Maar zoals iedereen weet is de publieke opinie, en dus ook de politieke opinie, nogal onderhevig aan verandering. Het is dus niet omdat men vandaag niet veel heil ziet in zo’n taks dat er enige garantie bestaat dat deze houding ook zal aanblijven.
Niet in het minst omdat vandaag de dag een relatief hoog percentage van de bevolking kampt met overgewicht. Enkel de toekomst kan uitwijzen wat hiervan de gevolgen zullen zijn.

Het voornaamste argument van zij die pleiten voor zo’n belasting komt in feite neer op de bewering dat vandaag de dag te veel mensen kampen met overgewicht en dat dit ook druk zet op de sociale voorzieningen. Overgewicht en de ziektes die ermee gepaard gaan kunnen de maatschappij nogal wat kosten. Bovendien vormen hart- en vaatziektes nu al één van de grootste, zoniet de grootste doodsoorza(a)k(en) in West-Europa. De consumptie van vet voedsel terugdringen zou dus wel zeker positieve effecten kunnen en moeten hebben, aldus de voorstanders.

Echter, hun argument is problematisch om een aantal verschillende redenen, zoals we hier zullen bespreken.

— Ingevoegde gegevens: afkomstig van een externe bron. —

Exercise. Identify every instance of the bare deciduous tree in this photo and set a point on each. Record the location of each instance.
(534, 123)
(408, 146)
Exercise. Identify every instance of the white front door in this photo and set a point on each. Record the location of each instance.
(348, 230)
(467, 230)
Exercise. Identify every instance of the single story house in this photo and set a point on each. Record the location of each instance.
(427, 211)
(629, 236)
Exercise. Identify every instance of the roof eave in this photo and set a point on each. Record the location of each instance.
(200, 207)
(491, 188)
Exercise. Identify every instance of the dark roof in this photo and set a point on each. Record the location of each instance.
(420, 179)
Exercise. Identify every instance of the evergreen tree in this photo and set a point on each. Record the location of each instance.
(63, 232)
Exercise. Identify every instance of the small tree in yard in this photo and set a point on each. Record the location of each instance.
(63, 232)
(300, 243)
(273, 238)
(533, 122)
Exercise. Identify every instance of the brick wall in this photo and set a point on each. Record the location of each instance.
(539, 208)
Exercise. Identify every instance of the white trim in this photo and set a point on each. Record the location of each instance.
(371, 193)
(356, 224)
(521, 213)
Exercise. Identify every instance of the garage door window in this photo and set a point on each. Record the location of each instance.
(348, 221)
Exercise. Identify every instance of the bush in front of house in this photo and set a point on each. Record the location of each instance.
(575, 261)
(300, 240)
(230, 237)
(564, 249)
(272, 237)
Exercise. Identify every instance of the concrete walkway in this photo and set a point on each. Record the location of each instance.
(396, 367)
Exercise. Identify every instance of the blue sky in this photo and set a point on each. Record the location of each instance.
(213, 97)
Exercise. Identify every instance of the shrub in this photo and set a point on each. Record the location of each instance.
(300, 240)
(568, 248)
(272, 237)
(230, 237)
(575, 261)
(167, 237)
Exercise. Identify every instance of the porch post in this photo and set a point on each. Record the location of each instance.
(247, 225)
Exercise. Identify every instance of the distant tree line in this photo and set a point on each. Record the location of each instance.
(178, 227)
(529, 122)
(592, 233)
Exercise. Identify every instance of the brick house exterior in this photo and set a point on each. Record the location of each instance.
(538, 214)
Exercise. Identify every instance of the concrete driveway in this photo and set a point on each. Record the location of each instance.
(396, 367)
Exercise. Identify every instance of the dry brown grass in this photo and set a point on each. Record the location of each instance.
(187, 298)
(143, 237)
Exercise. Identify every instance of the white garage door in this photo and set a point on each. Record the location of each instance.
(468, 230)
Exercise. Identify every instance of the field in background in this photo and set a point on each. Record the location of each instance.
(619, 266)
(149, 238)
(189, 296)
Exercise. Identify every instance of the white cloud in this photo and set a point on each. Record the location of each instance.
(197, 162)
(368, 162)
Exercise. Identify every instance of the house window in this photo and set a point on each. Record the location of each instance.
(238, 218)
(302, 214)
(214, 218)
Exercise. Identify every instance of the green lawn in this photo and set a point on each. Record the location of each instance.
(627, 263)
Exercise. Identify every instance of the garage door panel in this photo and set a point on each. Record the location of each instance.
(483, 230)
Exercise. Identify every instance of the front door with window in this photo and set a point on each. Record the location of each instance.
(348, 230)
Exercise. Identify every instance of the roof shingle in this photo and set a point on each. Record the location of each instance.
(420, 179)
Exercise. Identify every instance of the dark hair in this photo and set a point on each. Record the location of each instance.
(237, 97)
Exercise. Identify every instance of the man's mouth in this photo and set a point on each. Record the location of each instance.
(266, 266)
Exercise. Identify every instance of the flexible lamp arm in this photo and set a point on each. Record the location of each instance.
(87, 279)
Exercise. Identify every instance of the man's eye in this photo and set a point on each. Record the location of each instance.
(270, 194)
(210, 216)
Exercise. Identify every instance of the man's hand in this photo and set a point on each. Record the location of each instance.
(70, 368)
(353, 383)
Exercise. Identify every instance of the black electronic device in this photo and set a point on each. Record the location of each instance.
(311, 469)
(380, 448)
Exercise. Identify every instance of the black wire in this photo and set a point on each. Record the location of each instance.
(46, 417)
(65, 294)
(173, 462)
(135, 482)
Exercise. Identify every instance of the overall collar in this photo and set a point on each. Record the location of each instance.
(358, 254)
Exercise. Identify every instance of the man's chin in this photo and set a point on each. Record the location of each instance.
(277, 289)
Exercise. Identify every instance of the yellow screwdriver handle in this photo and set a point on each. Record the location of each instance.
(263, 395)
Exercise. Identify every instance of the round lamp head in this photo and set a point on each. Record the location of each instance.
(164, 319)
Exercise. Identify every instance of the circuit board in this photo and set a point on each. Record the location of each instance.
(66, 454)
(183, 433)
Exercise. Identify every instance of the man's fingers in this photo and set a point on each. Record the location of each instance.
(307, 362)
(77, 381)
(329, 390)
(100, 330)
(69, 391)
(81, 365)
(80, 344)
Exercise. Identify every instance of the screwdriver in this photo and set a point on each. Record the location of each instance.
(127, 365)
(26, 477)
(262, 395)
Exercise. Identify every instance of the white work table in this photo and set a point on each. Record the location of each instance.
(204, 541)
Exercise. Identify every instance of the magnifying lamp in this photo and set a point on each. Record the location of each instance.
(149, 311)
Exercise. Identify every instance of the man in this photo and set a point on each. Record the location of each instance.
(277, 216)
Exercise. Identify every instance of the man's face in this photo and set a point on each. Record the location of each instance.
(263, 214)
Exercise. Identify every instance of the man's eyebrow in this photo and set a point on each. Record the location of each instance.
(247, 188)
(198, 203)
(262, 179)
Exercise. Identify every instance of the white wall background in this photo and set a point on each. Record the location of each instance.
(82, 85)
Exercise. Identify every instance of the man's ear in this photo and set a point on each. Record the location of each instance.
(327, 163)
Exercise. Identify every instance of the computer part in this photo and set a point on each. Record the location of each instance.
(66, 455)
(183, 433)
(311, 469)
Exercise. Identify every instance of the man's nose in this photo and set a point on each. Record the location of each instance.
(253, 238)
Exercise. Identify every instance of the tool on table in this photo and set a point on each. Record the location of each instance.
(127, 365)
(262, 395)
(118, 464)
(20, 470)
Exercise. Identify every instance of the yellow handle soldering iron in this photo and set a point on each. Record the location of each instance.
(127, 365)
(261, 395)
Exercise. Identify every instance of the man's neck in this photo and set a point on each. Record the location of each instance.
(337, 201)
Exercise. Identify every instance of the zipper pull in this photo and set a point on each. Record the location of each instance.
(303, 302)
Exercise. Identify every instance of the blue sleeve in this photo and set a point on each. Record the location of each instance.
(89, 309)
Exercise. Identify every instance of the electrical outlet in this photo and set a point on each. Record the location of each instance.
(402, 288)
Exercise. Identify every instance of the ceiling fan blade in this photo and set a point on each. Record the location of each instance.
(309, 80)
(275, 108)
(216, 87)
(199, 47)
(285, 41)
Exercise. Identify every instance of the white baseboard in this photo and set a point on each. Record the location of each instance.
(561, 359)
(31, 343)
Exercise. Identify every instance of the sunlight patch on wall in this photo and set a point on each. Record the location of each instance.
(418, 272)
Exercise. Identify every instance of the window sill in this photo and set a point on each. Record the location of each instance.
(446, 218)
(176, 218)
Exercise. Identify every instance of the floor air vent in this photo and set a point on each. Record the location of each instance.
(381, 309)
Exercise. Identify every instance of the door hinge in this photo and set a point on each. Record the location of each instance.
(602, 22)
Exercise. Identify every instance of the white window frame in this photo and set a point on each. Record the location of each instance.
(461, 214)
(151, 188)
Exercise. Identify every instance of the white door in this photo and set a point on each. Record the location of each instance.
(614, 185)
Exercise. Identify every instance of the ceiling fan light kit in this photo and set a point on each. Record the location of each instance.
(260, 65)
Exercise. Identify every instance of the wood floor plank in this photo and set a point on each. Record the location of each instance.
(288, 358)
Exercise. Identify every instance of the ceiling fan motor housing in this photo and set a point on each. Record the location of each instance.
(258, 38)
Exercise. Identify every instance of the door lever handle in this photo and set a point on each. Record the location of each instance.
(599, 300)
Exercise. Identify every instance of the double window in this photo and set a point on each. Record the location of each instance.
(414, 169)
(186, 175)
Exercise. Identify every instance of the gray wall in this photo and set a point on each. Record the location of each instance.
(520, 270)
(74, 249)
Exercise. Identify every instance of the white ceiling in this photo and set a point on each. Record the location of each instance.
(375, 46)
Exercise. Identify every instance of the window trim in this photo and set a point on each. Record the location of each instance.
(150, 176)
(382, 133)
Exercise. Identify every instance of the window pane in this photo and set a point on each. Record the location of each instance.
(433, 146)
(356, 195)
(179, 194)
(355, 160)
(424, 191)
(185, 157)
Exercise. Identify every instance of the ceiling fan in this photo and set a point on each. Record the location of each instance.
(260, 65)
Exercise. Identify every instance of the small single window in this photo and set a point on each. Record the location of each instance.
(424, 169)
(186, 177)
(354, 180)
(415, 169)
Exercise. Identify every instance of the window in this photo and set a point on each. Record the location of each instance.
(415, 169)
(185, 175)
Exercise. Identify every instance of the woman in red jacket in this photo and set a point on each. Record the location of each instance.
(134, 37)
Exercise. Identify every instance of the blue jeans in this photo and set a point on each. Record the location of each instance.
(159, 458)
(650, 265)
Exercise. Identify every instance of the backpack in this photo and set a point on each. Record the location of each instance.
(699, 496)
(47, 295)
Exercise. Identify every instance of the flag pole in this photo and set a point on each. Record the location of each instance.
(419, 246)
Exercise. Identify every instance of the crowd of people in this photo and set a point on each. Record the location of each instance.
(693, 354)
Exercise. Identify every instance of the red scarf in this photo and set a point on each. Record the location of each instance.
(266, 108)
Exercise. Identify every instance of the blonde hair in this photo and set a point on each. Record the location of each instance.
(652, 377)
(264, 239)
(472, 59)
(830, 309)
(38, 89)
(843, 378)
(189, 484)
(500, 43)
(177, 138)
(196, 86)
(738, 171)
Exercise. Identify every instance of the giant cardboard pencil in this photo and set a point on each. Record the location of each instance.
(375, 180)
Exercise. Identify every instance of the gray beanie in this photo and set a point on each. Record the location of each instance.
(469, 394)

Eerst en vooral lijkt hun argument gestoeld op een stroming die, in politiek-filosofische kringen, door het leven gaat onder de naam “utilitarisme”. In feite streeft het utilitarisme naar the greatest happiness for the greatest number of people, het streven naar het maximaal haalbare geluk voor zo veel mogelijk mensen.[2] Voor de economisch geschoolden onder ons doet dit denken aan een soort pareto-efficiëntie, de toestand waarbij alle individuen zo goed mogelijk af zijn, en waar geen verbetering kan worden in aangebracht voor de éne, zonder dat anderen daarbij verliezen.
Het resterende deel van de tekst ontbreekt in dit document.